The core concept in U.S. drug approval is substantial evidence formed by “adequate and well-controlled studies.” Traditionally, two independent, rigorously designed, and consistent positive clinical trials have often been regarded as an important foundation for supporting efficacy. But modern drug development increasingly involves more complex evidence packages, including one large positive trial accompanied by supportive data, accelerated approval based on surrogate endpoints, or acceptance of smaller-scale and more uncertain evidence in rare diseases.

The difficulty is that if two positive results are placed among a large number of negative or missed-endpoint trials, interpretation becomes challenging. Negative trials may stem from incorrect dosing, imprecise selection of patient populations, or poor endpoint design, or they may indicate that the drug’s true efficacy is limited. If regulators choose to accept a small number of successful trials, they usually must explain whether those successes are biologically plausible, whether they are reproduced in key populations, and whether safety risks have been adequately understood.

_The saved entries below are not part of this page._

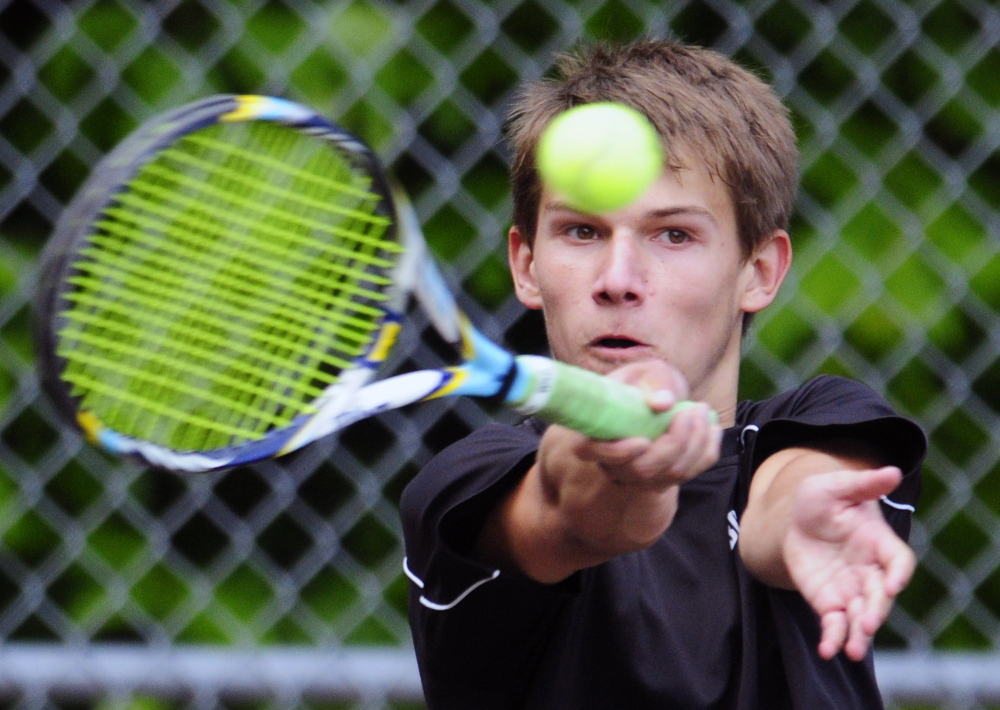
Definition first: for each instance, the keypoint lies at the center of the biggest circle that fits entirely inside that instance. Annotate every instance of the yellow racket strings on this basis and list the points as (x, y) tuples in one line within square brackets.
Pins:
[(232, 280)]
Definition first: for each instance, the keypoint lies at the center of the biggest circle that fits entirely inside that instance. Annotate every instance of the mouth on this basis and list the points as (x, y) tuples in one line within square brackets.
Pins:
[(616, 343)]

This type of controversy also reflects the dual pressure the FDA has faced in recent years. On one hand, patients with serious diseases, rare diseases, and few treatment options need faster access to new drugs that may help. On the other hand, excessive reliance on limited or selectively interpreted evidence may allow products with uncertain efficacy to enter the market, shifting the burden of subsequent validation onto the healthcare system and patients.

**Background Context**

Recent U.S. regulatory discussions have repeatedly centered on the speed of clinical development, flexibility in early trials, and evidence quality. If these reforms can bring truly effective therapies into clinical use more quickly, they do have public health value. But speed itself is not the answer. When review standards are loosened or interpreted more flexibly, transparent disclosure of complete trial results and clear labeling of uncertainty become more important than ever.

At present, there are no additional sources on the same event available to cross-check details, which limits judgment on the individual case. What is certain is that the question of “two wins and eleven losses” sounds jarring because it touches the most fundamental promise of drug regulation: approval should not simply mean finding enough bright spots to clear the bar, but should be a judgment on the full body of evidence that can withstand scrutiny.